125: 名無しで叶える物語(たこやき)@\(^o^)/ 2017/01/07(土) 20:32:42.30 ID:X6YgRPOm.net
真姫「じゃあ、帰るわね」

雪穂「うん、ありがとう、真姫ちゃん」

真姫「そうだ、連絡先交換しない?」

雪穂「!う、うん!」

真姫「勉強わからないところとかあったら、聞いていいからね」ピピッ

雪穂「あ、ありがと……//」
126: 名無しで叶える物語(たこやき)@\(^o^)/ 2017/01/07(土) 20:36:18.85 ID:X6YgRPOm.net
穂乃果「あれ、真姫ちゃん帰るの?」

真姫「ええ、お邪魔しました」

穂乃果「ごはん食べてけば?」

真姫「ありがと、でも遠慮しとくわ」

穂乃果「そっかー」

真姫「またね、穂乃果、雪穂」フリフリ

穂乃果「ばいばーい」

雪穂「……」フリフリ
129: 名無しで叶える物語(たこやき)@\(^o^)/ 2017/01/07(土) 20:43:12.62 ID:X6YgRPOm.net
穂乃果「……で、どうだった?」ニヤニヤ

雪穂「う、うるさい!」

穂乃果「そんな邪険にしないでよー、せっかく真姫ちゃん連れてきて店番までしてあげたんだからさ」

雪穂「お姉ちゃんが勝手にやったことじゃん……」

穂乃果「ひどい……愛する妹の為を思ってやったことなのに……」

雪穂「嘘だ、絶対楽しんでた」

穂乃果「ぎく」
133: 名無しで叶える物語(たこやき)@\(^o^)/ 2017/01/07(土) 20:52:53.13 ID:X6YgRPOm.net
穂乃果「でもどうだったか話してくれないと穂乃果ただ余計に店番しただけで全然楽しくないんだけど」

雪穂「知らないよ……」

穂乃果「話してくれれば穂乃果も店番した甲斐あったなーってなるし、雪穂も真姫ちゃんとお近づきになれたしで、ウィンウィンじゃない?だからさ~いいじゃないのぉ~」

雪穂「ダメヨーダメダメ」

穂乃果「棒読みだし……まぁ真姫ちゃんに聞けばいっか」

雪穂(それはそれでなんかやだな……)
135: 名無しで叶える物語(たこやき)@\(^o^)/ 2017/01/07(土) 21:01:21.89 ID:X6YgRPOm.net
雪穂「はぁ……わかったよ。

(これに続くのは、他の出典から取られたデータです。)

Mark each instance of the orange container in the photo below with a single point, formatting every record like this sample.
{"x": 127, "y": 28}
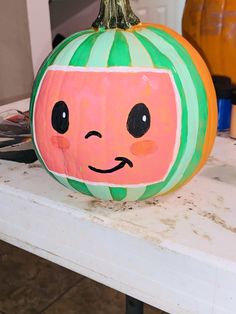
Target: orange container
{"x": 210, "y": 26}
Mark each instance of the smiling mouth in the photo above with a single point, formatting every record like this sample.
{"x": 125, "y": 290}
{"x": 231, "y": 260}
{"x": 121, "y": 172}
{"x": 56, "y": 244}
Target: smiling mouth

先輩後輩禁止で真姫ちゃんって呼ぶことになった」

穂乃果「ほぉー、そういえば来た時は雪穂ちゃんって呼んでたけど帰る時は雪穂だったね。それから?」

雪穂「それから……?普通に勉強して、最後に連絡先交換して、そんだけ」

穂乃果「ふーん、まあそんなもんかぁ」

雪穂「期待には応えられましたでしょーか?」

穂乃果「うーん、まぁまぁかな。でも仲良くなれてよかったでしょ?」

雪穂「うん、まぁ……一応ありがと」

穂乃果「いえいえ~」
139: 名無しで叶える物語(たこやき)@\(^o^)/ 2017/01/07(土) 21:28:49.15 ID:X6YgRPOm.net
雪穂「……」

雪穂(真姫ちゃんの連絡先……)

雪穂「……と、とりあえず今日のお礼は言っとくべきだよね、人として」

ポチポチ


真姫ちゃん
今日はありがとう

[スタンプ]


雪穂「……真姫ちゃんって字面見るとなんか余計に照れる……//」


ピコン


雪穂「返事きた!」
140: 名無しで叶える物語(たこやき)@\(^o^)/ 2017/01/07(土) 21:31:33.16 ID:X6YgRPOm.net
どういたしまして
受験勉強頑張ってね
おやすみなさい


雪穂「……」ガク

雪穂「おやすみかぁ……あんまりメールとか好きじゃない感じなのかな……」

雪穂「でも連絡していいって言ってたし……」

雪穂「いや、勉強わからない時って言ってたか……」

雪穂「用も無いのに連絡するのはやめたほうがいいかな……」

雪穂「はぁ……」
159: 名無しで叶える物語(たこやき)@\(^o^)/ 2017/01/08(日) 00:25:19.49 ID:zFmNjGuu.net
数日後

真姫「……」クルクル

真姫(雪穂から全然連絡が無い……)

真姫(いや、でもそれっていいことよね、勉強はきっと順調に進んでいるってことで……)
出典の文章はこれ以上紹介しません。